Por: Diana Castro Benetti

En defensa

Se nos olvidó que el amor tiene que ver con las estrellas, las flores y los gatos. Se nos olvidó que el amor tiene que ver con el agua, el pan y la familia.

Se nos olvidó que el amor es la piel de otro y el cuerpo propio. Se nos olvidó que el deseo es amor a primera vista. Se nos olvidó que un orgasmo es la evidencia del infinito. Se nos olvidó que el sexo es la intimidad de quien lo elige y el paraíso propio.

Y es que estos olvidos no son ingenuos sino más bien la norma de una lógica que prefiere callar, censurar y matar lo que le suene a rebeldía, bordes, incomprensiones y desorden.
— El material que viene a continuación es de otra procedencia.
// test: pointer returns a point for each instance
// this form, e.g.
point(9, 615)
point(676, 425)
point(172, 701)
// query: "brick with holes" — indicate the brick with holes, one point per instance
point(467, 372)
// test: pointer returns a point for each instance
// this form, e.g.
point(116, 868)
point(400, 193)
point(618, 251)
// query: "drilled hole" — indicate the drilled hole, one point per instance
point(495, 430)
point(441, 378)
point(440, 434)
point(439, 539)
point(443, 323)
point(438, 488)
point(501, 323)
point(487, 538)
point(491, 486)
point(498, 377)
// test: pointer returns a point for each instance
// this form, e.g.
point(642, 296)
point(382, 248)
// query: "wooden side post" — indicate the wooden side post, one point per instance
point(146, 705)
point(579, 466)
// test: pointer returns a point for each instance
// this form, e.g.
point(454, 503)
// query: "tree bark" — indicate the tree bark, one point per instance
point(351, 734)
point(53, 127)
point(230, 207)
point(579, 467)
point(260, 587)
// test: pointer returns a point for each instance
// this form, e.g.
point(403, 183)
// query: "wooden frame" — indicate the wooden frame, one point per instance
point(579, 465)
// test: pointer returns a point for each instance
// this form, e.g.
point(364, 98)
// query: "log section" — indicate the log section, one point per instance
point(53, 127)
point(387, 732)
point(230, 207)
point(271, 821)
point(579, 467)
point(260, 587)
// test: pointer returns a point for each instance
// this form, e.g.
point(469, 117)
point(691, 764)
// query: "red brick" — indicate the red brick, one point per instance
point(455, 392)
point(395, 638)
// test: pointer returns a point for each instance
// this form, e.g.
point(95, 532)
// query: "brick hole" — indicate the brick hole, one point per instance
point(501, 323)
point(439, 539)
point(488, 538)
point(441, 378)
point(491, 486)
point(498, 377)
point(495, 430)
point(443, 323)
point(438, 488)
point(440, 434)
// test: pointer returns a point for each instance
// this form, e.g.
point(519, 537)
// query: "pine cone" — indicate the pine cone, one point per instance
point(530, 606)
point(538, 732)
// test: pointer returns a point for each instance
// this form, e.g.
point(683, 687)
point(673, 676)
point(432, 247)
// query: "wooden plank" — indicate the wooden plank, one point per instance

Adormecer lo que sucede con la piel es un paso al precipicio del infierno y es el fin último de la esclavitud. Sofocar los brotes de belleza, ingenuidad, pasión y búsqueda es la consigna de quienes controlan y reproducen mojigaterías que esconden las ignorancias o las culpas que ya han sucedido bajo sus sábanas.

Y es que pocos salen en defensa de una palabra que ha sido manoseada por los siglos, violada por las instituciones y castrada por las vigilancias; una palabra que construye imperios, destroza tradiciones y acata leyes mayores. Palabra que refleja creación, fuerza que circula, fluidez y transformación. Sin dueño, el amor escapa a toda convención, a las etiquetas y calabozos. Más que eso, desata tormentas en quien lo encarna. Remueve, abre, imagina, espera e inventa lo inesperado. Amor es acción consciente y no es sólo una palabra, es la vida en mayúscula.

Y pocos pueden negar que el amor ha caminado con los místicos, los niños, los ancianos, ellas, ellos y el andrógino, o que habita en todos los esbeltos, morenos, indios, blancos, gordos y pobres. El amor está en las sonrisas, las intenciones, los acuerdos y los nuevos vientos. El amor es una montaña, la abeja y el águila; es páramo, mar, creyente y ateo. El amor enciende la política e impulsa el desarrollo. El amor es el tiempo. Pero, lástima, el amor también es aquella palabra que nadie defiende cuando todos tienen miedo.